Given that further discussion and analysis are needed on this file, the presidency intends to continue work on the proposal during its term in preparation of a smooth handover to the incoming Spanish presidency.

Cyber Resilience Act

The Council took note of a progress report on the proposal for a regulation on horizontal cybersecurity requirements for products with digital elements (cyber resilience act).

The proposal aims to fill the gaps in the existing cybersecurity legislation by ensuring that
products with digital elements, such as Internet of Things (IoT) products, including connected home cameras, refrigerators, TVs, toys and non-embedded software become secure throughout the whole supply chain and throughout their whole lifecycle.

Detailed examination of this proposal at the Council’s Horizontal Working Party on Cyber Issues (HWPCI) has enabled significant progress in the recent months, but has also showed that further discussion is needed on certain points, such as the classification of products with digital elements with regard to their sensitivity and reporting obligations for manufacturers.

The Swedish presidency plans to continue the work in the coming weeks with a view to achieving further progress on this important file.

The future of the connectivity sector

The Council held an exchange of views on the future of the connectivity sector.

A sustainable and well-functioning connectivity infrastructure is essential in order to strengthen the EU’s long-term competitiveness and the Commission has recently conducted an exploratory consultation on the future of the connectivity sector. In light of significant technical and market developments, the questions of further roll-out of connectivity infrastructure have sparked a debate on the need for investments and the current regulatory conditions for the electronic communications sector.

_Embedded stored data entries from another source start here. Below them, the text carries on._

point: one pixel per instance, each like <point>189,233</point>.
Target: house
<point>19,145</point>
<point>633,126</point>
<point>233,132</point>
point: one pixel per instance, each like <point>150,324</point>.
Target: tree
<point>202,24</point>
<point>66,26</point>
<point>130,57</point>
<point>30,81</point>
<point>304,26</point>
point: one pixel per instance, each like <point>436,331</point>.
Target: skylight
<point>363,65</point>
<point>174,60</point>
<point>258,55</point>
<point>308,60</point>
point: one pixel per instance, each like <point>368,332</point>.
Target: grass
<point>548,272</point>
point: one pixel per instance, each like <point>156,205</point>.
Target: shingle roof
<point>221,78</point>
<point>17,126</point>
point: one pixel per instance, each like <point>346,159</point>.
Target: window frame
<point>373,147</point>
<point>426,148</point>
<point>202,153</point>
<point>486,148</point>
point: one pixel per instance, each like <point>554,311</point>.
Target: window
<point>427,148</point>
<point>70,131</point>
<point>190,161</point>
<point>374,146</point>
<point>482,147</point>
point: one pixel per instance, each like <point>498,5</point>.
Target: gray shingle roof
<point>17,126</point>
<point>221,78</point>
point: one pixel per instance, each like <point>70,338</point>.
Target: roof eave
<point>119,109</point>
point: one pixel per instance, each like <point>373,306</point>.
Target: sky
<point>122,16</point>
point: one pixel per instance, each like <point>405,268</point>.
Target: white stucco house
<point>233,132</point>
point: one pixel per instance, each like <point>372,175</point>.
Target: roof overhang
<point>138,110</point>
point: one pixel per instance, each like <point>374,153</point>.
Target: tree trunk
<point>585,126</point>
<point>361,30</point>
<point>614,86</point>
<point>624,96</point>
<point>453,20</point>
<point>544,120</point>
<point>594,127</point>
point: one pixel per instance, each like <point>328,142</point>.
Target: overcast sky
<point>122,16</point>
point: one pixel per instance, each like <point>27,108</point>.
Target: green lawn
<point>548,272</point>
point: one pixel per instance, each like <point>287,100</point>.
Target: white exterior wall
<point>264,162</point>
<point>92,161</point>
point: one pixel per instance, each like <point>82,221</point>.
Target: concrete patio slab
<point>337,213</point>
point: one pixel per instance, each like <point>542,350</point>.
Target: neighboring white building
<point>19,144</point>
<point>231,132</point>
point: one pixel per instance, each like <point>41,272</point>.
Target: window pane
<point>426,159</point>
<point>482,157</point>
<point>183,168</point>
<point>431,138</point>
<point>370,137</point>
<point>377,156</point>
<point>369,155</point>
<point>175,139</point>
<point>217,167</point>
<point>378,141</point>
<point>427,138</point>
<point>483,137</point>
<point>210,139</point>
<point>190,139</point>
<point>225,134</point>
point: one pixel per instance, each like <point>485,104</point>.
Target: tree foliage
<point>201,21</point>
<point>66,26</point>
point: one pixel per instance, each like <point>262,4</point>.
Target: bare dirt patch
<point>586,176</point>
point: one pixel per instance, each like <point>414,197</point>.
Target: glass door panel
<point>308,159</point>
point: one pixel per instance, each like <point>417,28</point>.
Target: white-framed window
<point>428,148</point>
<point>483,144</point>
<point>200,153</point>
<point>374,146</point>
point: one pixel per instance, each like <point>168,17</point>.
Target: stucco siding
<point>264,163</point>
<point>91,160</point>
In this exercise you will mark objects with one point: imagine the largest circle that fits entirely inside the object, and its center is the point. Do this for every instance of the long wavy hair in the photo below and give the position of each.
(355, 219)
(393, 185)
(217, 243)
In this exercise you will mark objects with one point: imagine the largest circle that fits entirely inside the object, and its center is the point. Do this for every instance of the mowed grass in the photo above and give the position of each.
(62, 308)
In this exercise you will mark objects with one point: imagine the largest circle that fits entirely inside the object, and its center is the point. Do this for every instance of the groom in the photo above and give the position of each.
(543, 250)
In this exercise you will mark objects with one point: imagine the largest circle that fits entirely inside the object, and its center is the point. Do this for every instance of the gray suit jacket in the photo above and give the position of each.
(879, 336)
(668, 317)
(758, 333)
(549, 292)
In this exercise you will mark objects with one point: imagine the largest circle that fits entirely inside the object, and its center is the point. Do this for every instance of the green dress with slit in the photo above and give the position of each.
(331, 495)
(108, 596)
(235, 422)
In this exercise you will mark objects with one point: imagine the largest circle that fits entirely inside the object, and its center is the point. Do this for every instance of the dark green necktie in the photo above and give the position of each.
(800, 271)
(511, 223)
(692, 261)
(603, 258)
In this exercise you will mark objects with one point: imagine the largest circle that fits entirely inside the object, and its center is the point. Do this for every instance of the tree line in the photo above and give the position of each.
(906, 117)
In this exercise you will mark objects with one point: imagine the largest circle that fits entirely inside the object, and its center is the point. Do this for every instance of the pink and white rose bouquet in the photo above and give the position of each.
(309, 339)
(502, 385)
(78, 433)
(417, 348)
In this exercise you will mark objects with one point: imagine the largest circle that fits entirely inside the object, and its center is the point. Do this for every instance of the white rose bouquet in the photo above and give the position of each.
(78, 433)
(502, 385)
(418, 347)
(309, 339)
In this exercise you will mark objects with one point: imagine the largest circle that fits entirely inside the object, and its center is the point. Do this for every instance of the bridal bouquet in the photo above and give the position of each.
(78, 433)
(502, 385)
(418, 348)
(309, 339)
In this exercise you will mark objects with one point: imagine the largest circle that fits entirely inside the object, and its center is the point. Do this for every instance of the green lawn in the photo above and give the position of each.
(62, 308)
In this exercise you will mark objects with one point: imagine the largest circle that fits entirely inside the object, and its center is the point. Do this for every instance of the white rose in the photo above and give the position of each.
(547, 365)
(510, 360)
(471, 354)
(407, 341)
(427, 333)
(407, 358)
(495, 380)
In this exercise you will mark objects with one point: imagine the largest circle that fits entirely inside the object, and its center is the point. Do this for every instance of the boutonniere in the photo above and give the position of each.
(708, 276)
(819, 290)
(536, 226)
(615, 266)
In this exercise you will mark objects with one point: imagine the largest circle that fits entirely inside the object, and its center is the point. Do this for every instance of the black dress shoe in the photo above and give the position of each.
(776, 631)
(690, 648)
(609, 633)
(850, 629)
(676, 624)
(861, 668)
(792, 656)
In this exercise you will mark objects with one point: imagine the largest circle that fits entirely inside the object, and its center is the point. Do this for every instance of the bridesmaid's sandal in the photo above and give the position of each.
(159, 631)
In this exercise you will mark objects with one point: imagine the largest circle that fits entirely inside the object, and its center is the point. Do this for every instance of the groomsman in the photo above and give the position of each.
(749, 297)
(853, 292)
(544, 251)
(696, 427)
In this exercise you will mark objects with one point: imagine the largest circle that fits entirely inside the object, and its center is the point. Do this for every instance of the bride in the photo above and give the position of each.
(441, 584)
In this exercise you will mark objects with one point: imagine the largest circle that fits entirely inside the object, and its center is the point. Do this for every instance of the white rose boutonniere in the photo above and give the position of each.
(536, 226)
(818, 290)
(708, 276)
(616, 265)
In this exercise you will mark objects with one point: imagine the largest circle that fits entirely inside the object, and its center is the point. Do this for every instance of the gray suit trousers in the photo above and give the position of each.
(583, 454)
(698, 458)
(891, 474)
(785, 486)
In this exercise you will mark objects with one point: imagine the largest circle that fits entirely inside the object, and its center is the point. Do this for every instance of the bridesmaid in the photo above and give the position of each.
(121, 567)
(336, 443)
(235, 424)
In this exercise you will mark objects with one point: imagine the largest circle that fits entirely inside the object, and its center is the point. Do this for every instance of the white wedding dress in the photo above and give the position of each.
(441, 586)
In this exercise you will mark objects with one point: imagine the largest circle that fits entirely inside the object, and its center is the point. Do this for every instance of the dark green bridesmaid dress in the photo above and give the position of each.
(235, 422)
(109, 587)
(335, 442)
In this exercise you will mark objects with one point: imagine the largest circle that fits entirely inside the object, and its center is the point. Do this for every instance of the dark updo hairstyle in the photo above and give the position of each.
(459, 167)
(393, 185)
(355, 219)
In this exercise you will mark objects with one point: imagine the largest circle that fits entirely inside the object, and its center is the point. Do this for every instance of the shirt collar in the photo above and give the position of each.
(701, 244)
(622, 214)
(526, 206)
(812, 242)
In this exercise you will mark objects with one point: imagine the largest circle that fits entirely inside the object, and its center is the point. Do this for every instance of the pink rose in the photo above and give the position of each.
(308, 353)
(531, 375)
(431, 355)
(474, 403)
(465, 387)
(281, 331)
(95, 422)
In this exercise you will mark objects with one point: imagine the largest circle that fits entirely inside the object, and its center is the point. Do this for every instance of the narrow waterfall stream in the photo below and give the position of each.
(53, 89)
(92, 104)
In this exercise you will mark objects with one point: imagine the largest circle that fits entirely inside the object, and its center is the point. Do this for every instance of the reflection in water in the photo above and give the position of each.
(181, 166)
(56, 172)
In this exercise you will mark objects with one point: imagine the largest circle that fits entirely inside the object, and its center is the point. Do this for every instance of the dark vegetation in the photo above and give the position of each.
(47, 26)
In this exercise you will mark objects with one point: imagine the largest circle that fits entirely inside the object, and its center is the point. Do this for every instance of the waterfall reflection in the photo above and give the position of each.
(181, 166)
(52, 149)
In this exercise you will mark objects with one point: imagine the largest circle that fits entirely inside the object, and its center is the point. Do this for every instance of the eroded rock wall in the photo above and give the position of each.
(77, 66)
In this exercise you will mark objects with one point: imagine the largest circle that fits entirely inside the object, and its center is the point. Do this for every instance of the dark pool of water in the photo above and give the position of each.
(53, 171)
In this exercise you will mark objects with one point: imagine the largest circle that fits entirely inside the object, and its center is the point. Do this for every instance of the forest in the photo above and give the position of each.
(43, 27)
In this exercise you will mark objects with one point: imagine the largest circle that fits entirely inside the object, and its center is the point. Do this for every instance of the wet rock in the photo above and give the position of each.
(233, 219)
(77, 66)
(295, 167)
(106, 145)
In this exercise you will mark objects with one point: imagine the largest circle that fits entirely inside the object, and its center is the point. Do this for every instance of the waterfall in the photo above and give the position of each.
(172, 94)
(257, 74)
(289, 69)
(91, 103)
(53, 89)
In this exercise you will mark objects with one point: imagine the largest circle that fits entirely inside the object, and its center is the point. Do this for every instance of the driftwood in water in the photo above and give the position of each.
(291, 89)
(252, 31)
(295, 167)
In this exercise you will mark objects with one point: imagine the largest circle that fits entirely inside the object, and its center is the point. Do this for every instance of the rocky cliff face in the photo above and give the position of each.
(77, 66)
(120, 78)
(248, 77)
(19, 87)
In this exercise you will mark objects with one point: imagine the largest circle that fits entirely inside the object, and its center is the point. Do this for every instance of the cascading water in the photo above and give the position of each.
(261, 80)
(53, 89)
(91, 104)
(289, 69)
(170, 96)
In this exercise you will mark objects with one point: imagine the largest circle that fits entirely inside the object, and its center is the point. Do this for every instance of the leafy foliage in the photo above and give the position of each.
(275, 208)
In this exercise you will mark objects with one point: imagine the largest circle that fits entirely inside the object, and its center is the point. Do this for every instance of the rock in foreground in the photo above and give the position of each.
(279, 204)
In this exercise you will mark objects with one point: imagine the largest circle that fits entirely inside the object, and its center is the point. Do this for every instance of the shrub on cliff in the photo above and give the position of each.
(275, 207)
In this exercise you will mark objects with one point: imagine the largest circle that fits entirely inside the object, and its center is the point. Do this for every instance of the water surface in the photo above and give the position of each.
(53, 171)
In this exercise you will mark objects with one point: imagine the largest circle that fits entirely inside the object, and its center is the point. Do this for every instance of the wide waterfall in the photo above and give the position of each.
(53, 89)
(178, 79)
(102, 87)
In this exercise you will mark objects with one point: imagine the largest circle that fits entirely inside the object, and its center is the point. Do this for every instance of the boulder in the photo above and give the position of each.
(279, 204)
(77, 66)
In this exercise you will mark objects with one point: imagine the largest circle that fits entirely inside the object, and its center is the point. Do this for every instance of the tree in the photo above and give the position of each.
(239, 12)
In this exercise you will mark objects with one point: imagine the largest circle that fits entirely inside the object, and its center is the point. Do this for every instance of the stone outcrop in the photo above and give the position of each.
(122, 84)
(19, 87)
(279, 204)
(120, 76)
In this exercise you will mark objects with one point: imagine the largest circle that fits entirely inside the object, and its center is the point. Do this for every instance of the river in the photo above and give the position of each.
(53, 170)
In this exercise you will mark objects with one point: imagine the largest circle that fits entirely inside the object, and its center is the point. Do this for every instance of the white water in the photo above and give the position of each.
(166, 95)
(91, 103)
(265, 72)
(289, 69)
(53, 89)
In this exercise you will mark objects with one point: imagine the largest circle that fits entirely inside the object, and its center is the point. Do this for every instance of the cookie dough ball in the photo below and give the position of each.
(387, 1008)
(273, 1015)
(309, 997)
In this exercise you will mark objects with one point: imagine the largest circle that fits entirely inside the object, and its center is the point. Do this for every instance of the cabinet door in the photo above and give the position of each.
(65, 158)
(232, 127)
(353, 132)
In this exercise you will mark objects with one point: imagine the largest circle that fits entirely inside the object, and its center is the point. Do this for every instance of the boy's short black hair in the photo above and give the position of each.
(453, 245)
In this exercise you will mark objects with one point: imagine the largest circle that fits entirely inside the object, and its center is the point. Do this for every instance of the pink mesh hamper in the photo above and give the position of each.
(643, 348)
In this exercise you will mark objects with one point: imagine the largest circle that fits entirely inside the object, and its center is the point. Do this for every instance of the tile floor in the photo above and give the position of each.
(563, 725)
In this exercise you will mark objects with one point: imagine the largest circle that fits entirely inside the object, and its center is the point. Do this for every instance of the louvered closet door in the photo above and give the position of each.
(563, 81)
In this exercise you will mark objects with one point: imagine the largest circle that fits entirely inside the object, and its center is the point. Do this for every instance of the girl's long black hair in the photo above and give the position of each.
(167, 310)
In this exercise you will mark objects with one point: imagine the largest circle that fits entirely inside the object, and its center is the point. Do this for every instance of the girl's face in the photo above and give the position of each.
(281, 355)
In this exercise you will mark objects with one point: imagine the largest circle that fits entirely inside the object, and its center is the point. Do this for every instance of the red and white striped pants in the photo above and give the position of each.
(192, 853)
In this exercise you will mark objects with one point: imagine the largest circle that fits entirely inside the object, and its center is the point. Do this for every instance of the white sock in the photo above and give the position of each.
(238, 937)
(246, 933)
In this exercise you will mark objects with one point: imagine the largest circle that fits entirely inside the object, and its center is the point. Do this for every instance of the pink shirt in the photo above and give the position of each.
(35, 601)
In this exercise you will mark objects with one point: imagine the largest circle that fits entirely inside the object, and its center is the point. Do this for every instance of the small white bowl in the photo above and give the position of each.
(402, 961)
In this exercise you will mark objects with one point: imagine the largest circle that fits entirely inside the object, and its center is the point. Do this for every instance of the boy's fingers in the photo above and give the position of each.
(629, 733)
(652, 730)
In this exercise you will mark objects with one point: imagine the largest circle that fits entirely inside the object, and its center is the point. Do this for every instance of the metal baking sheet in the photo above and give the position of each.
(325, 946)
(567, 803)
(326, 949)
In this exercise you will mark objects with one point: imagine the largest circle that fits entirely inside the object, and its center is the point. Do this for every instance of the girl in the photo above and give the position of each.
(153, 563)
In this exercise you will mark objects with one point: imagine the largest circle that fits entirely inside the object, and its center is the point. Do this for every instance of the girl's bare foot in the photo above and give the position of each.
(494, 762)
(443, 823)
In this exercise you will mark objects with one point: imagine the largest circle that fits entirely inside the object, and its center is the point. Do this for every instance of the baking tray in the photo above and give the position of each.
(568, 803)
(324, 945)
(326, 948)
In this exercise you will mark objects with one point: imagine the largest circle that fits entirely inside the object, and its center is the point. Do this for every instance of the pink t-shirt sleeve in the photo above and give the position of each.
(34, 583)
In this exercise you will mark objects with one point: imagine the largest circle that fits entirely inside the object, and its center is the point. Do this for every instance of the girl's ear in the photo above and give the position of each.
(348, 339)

Against this background, ministers reflected on this important topic and signalled the need for a thorough analysis and impact assessment. Ministers also shared their thoughts on other challenges and developments the electronic communications sector is facing that would require attention in the path to Europe’s digital transformation to 2030 and beyond.

Any other business

The presidency reported on the state of play of current legislative proposals, namely:

  • the eID regulation
  • the data act
  • the ePrivacy regulation

The Commission informed ministers on the state of play of international initiatives in the digital field with a focus on trade and technology councils and digital partnerships, as well as on security of 5G and other connectivity infrastructures.

With regard to artificial intelligence (AI), the presidency informed the Council on the conference on ‘Sustainable AI and AI for sustainability’ held in Gothenburg on 2-3 May 2023 and, at the initiative of the Danish delegation, ministers exchanges views on practices and initiatives addressing the use of AI, outside the legislative process in the EU.

The Lithuanian, Polish and Portuguese delegations informed the Council about setting a coordination mechanism within the EU and strengthening the relations between the International Telecommunications Union (ITU) and the EU.

The Polish delegation informed the Council about improving the digital economy and society index (DESI).

Finally, the Spanish presidency presented its priorities and work programme for the second half of 2023.

Informal lunch

Over an informal lunch, ministers held a comprehensive exchange views on the topic of a competitive and digital Europe beyond 2030. Ministers reflected on possible ways to ensure an innovation-friendly approach to regulation in the digital field and explored possible measures to ensure a growth-enhancing regulatory framework for the EU’s digital transformation without leading to additional administrative burden for businesses in Europe.